Sur cette carte, nous avons modélisé l’évolution de la porosité du gisement. Au sud, en vert clair, celle-ci est parfaite, le gaz circulant assez facilement. Dans la zone du dessus, en vert gris, la porosité baisse légèrement mais reste tout à fait convenable, le gaz circulant toujours plus ou moins librement avec cependant quelques difficultés. Encore plus haut, en vert foncé, la baisse de porosité devient plus conséquente, pour l’exploiter il faudra donc un nombre de puits accru car, comme le gaz circule moins, ce sera à nous d’aller le chercher. Jusque-là, on restait dans des porosités acceptables, mais la dernière zone, elle, passe dans un tout autre niveau. En réalité, celle-ci tient plus du non conventionnel, comme le gaz de réservoir compact, que du gisement de gaz classique. Si un jour celle-ci doit être mise en exploitation, cela se fera au travers de puits horizontaux et de fracturation hydraulique mais surtout d’un coût de développement bien supérieur.

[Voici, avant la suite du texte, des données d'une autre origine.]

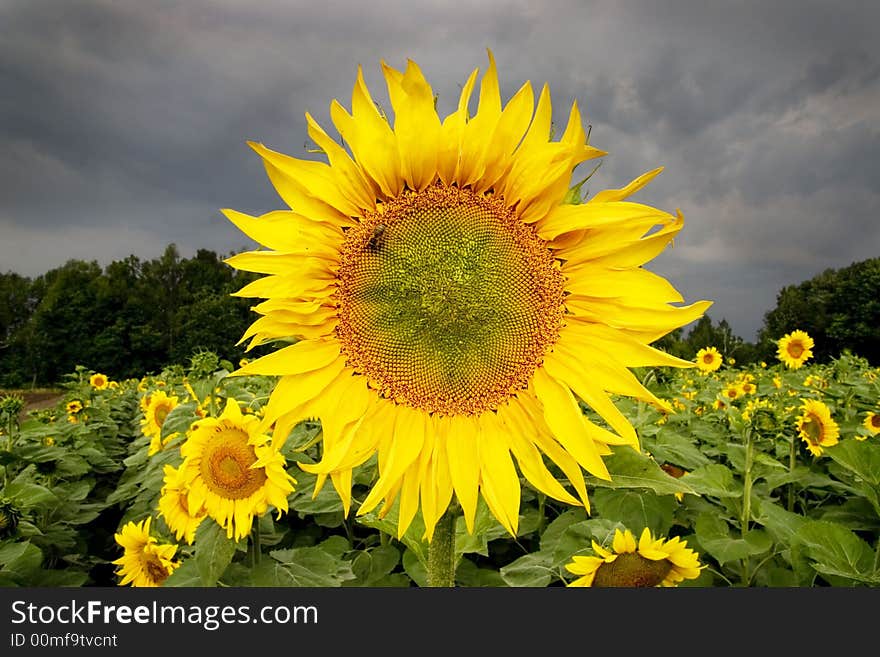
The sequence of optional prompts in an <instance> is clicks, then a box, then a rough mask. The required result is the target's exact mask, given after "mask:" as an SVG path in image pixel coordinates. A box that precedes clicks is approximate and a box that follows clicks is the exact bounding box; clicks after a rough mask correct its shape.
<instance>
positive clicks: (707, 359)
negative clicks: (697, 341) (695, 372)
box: [694, 347, 724, 372]
mask: <svg viewBox="0 0 880 657" xmlns="http://www.w3.org/2000/svg"><path fill="white" fill-rule="evenodd" d="M694 360H695V361H696V363H697V368H698V369H699V370H700V371H701V372H714V371H715V370H717V369H718V368H719V367H721V363H722V362H723V360H724V359H723V358H722V356H721V354H720V353H719V351H718V349H716V348H715V347H703V348H702V349H700V350H699V351H698V352H697V356H696V358H695V359H694Z"/></svg>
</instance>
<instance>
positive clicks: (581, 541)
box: [541, 518, 624, 566]
mask: <svg viewBox="0 0 880 657" xmlns="http://www.w3.org/2000/svg"><path fill="white" fill-rule="evenodd" d="M618 528H620V529H623V528H624V527H623V526H622V525H621V524H620V523H619V522H617V521H615V520H608V519H604V518H595V519H591V520H585V521H583V522H578V523H575V524H573V525H570V526H569V527H567V528H566V530H565V532H564V533H563V534H562V537H561V538H560V539H559V541H558V542H557V543H556V547H555V548H554V549H553V565H554V566H560V565H563V564H565V563H568V562H569V561H571V557H572V556H574V555H575V554H588V553H591V550H592V541H596V542H597V543H598V544H599V545H610V544H611V540H612V538H613V537H614V530H615V529H618ZM541 551H542V552H545V550H543V549H542V550H541Z"/></svg>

Également, je n’aborde pas ici la problématique des frontières car cela n’est en réalité pas un problème, la frontière ouest donnant sur des eaux n’appartenant à personne et la frontière nord étant dans la zone de faible porosité.
Ici, vous pouvez voir la quantité de gaz en place par zone et la quantité de gaz récupérable sans utiliser de techniques non conventionnelles telles que la fracturation hydraulique.
Falko marqua alors une pause, regardant en même temps que son interlocuteur le tableau affiché à l’écran, puis quelques secondes plus tard, il se saisit d’un verre d’eau, but quelques gorgées, puis reprit.
Falko Meyer – Voilà ce que je pouvais vous dire sur les réserves en place pour vos trois gisements. Si vous avez des questions, n’hésitez pas, dans le cas inverse, je continue dans ce que nous vous préconisons pour le développement des ressources.